Way of the gun Nandy, who was given charge of Assam, believes guns shouldn't dominate a revolution. "When I went to Assam, I knew nothing. I was only told about one Kali Mukherjee, who was a welder. I searched for him for three days and found him at last in a railway yard. He took me to one Kanai Dutta," Nandy says. Dutta stayed in a small town — Abhayaypuri — at the foothills of the Garo hills. "In two years, Dutta and I built a strong force of nearly 20,000 peasants. I looted a huge amount of the autumn crop and distributed it among the peasants. I snatched 4,000 bighas of land and all these were done without a single drop of blood being shed," he adds. "In March of 1969, Charu Majumdar called me. He told me that I was doing economic reform, but nothing had been done to acquire state power. When I asked him what I would have to do to grab state power, he directed me to kill people.
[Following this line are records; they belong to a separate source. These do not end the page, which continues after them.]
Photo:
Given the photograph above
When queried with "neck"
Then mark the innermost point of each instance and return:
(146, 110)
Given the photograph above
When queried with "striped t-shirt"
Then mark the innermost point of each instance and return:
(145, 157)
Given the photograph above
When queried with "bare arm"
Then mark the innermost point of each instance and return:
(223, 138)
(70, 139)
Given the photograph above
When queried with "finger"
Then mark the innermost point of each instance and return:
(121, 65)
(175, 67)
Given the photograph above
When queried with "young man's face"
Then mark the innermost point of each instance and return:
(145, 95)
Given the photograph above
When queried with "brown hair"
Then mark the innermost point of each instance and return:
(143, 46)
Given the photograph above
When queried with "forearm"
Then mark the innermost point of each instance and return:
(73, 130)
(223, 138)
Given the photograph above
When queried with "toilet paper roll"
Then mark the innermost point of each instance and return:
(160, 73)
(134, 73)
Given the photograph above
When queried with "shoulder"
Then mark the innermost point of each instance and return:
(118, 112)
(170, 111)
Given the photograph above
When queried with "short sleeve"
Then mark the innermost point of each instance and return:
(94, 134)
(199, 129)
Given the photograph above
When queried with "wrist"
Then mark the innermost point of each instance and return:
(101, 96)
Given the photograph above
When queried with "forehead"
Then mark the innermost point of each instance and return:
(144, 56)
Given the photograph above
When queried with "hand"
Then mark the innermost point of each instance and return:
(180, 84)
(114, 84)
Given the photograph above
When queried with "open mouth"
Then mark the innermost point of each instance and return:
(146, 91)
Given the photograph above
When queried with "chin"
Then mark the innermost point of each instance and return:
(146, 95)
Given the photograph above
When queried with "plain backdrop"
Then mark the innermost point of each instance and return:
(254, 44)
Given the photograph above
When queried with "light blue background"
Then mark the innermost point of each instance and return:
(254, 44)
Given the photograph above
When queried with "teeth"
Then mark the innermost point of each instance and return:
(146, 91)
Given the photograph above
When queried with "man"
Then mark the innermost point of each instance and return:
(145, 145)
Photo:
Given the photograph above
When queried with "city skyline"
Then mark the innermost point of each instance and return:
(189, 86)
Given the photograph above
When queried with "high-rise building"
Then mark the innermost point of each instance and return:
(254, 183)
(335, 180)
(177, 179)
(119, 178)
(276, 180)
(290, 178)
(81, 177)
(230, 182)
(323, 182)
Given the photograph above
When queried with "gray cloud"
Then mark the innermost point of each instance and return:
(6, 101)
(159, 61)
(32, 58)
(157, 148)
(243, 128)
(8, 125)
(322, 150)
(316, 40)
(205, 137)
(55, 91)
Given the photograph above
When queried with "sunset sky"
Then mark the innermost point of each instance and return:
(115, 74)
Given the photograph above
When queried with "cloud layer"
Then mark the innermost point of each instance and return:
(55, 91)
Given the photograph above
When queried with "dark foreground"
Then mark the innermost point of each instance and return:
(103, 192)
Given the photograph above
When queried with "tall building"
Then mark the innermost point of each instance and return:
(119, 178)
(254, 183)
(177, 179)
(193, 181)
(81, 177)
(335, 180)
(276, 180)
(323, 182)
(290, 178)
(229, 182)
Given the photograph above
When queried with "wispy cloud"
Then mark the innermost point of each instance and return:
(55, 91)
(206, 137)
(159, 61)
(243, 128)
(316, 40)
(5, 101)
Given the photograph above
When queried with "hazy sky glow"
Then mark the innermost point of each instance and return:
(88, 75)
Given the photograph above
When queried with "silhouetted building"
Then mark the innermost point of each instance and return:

Today, there is no harm in saying that the more I went into 'Khatam (annihilation)' politics, the more I got alienated from people. In 1970, I was arrested from Haflong station. The people who so far shielded us informed the police," 

Nandy says. "The party withdrew its participation from all fronts. There was no trade union, no students' movement, no cultural wing — only killing people. This could not continue. Then the party broke into hundreds of factions and nothing worked according to plan. The obvious result? One of the best political movements was nipped in the bud." "In any movement, there will be traitors but only mass support can blunt them. People will protect us," says Rana. "In 1968, I got bitten by a snake. I was taken to a black magician, who tied up the portion with some herbs. My leg started to swell. I couldn't go to a doctor because I carried an award of Rs 1 lakh, dead or alive. During this period, hundreds of people used to come and meet me, but police had no clue. When I finally went to jail in 1970, the SDO said the administration received news about the snakebite six months after it happened. There were so many visitors, but no one tipped the administration off. The Khatam theory was an aberration that alienated us from the people. There can be clashes, deaths, everything... but that should be consequential, not deliberate."

'Maoists not Naxals' Chatterjee doesn't have any regrets, though. The septuagenarian leader says, "In the Naxal movement, a lot of youths were killed but even those who are still alive consider that period a glorious part of their life". When asked about the Maoist movement and whether it is an extension of the Naxalbari thought, Rana protests. "Maoists are not Naxals — they are painted to be such. Their movement has a geographical, social and historical limitation. They cannot come out of the jungle and the tribals. To give a tribal a gun and encash his anguish and kill people is not revolution." Guns cannot rule people but ideology can, and that is what Naxalbari taught us.